As we travel across India doing workshops on Inclusive Tourism for the travel and hospitality we are privieged to eet up with Indian pioneers like Anjlee Agarwal, Javed Abidi, and Shivani Gupta all quoted is the current issue of India Today magazine:
"India's attitude has been: No Census, no statistics, no problem," says Javed Abidi, a wheelchair-user and a major voice for people with disability.
A study stint in the US showed him how much more fulfilling life can be for people like him. He came back and started raising uncomfortable questions: "How many of us are there? Why are we kept out of the Census?"
After a long battle, the Government finally yielded and Census 2001 put the figure at 2.13 per cent of India's population.

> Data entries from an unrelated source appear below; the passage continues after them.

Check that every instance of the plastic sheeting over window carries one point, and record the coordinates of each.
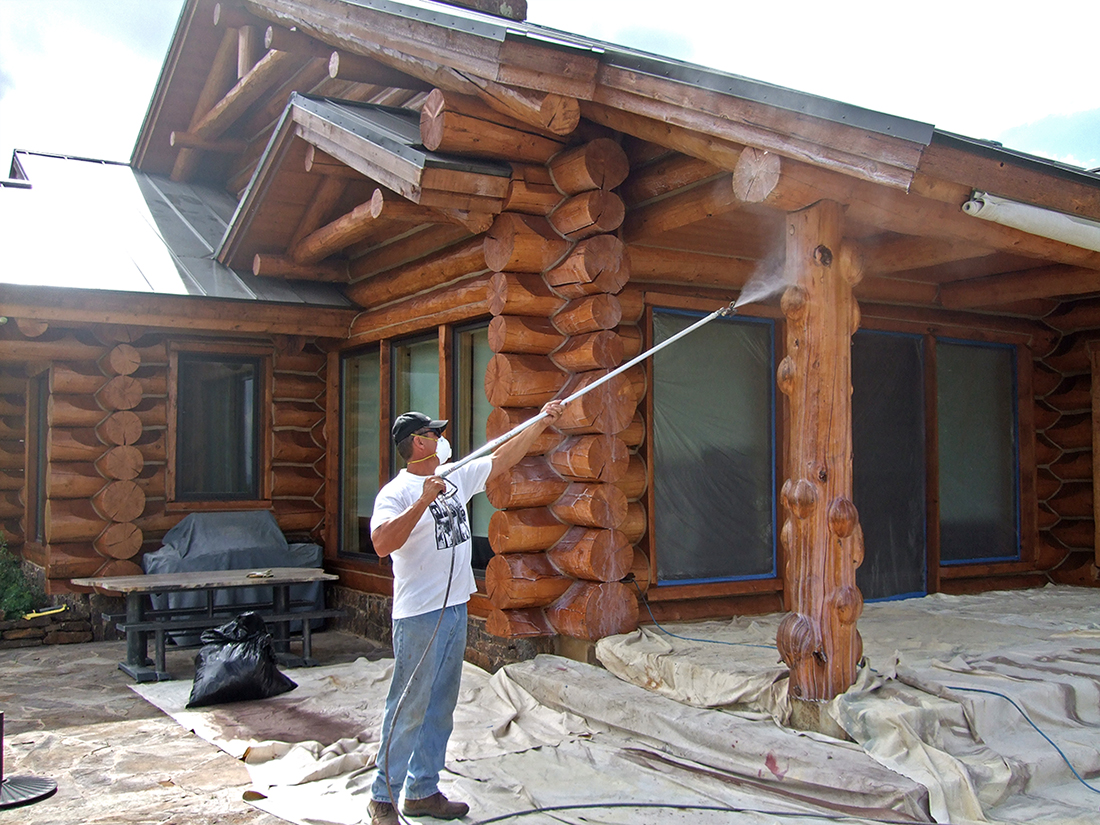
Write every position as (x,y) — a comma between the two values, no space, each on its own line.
(713,448)
(889,462)
(978,463)
(360,433)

But Abidi, who heads the National Centre for Promotion of Employment of Disabled People, finds the figures debatable.
A World Bank report, People with Disabilities in India, claimed last year that for every 100 there are about eight disabled people in India. "If you don't see them that's because the system doesn't allow them to be visible," he says.
... Shivani Gupta
became a wheelchair-user after a car accident at the age of 22, on the eve of leaving for higher studies in the UK. Over the years, struggling with the everyday challenges of taking her life forward, she has grasped the harsh reality:
The nation might be on a construction boom but easy access to buildings continues to be overlooked. "Builders install ramps, but in absence of guidelines, those are often all wrong," she says.
"We don't have any official guidelines on proper gradient, flooring, lighting, design, symbols and signage that make a place accessible." It was this exasperation that led her to set up AccessAbility, a firm that specialises in barrier-free design and employment solutions for the disabled.